Investigation of the shear resistances of steel–concrete–steel composite structures with bidirectional webs

Abstract

Steel–concrete–steel composite structures with bidirectional steel webs (SCSBWs) are used in large-scale immersed tunnels, and have been shown to have high capacity, ductility, waterproofness, and impact resistance compared to traditional structural types. Moreover, versatile construction procedures can be utilised to improve construction efficiency, because the steel plates can function as a framework during concrete casting. Recent studies have shown that there are multiple shear mechanisms in SCSBWs, and the shear resistance of these structures deserves further investigation to achieve more rational designs. Based on previous experimental and theoretical studies, numerical investigations are carried out in this study to investigate the shear resistance of an SCSBW, and an elaborate three-dimensional nonlinear finite element method (FEM) model is proposed.

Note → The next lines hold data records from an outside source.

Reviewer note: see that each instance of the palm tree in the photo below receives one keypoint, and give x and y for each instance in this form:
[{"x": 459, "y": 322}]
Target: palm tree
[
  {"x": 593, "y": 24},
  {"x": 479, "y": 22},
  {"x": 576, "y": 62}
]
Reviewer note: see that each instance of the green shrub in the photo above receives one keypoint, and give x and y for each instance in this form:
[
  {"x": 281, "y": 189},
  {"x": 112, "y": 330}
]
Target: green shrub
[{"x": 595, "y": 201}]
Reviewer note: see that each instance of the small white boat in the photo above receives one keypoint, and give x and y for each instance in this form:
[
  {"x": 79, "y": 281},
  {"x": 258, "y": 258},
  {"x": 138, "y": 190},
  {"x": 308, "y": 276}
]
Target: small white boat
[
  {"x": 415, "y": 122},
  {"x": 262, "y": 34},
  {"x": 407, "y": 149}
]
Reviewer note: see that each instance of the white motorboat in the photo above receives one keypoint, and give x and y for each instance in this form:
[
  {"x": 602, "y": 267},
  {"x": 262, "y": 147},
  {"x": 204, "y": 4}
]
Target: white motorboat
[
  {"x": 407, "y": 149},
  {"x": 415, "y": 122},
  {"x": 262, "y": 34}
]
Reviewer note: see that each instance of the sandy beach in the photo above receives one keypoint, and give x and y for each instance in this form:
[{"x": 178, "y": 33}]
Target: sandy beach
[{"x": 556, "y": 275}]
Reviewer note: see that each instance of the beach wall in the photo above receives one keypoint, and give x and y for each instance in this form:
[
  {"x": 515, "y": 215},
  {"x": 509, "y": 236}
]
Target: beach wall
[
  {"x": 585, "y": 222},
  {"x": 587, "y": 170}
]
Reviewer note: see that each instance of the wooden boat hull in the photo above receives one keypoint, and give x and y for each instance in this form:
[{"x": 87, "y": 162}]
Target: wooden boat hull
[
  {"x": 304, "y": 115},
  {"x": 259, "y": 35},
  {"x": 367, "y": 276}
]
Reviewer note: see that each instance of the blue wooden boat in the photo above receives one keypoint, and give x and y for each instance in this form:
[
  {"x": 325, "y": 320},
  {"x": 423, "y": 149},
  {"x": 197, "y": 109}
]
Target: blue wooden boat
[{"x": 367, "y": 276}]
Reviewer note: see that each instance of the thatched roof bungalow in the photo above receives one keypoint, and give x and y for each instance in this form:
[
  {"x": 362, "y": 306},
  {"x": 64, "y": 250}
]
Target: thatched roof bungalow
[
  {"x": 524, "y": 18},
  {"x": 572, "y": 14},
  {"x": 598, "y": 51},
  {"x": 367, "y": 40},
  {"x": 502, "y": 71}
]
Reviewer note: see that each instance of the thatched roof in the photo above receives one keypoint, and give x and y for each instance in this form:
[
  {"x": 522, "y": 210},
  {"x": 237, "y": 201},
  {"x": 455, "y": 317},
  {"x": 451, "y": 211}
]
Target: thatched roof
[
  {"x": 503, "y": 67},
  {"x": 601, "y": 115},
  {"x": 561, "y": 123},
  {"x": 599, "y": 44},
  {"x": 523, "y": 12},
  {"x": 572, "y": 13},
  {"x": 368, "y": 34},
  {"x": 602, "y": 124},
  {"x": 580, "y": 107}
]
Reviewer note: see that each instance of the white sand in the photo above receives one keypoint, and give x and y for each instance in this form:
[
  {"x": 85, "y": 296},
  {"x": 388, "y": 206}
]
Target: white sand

Based on this elaborate FEM model, a series of analyses are conducted to investigate the loading process, stress development, concrete cracking, stress state, and interfacial behaviour of SCSBWs under shear. Mutual verifications are obtained between results of the FEM model, experiments, and theory. Based on the analysis of the interfacial properties, the FEM model is simplified, and the simplified model is shown to be accurate and efficient. Further, parametric analyses are conducted, revealing that the concrete, axial web, flanges, and shear–span ratio have a significant influence on the shear resistance. Finally, a modified theoretical method is proposed to consider the influences of dowel action and small shear–span ratios, with which the accuracy of predicting the shear resistance of SCSBWs can be improved.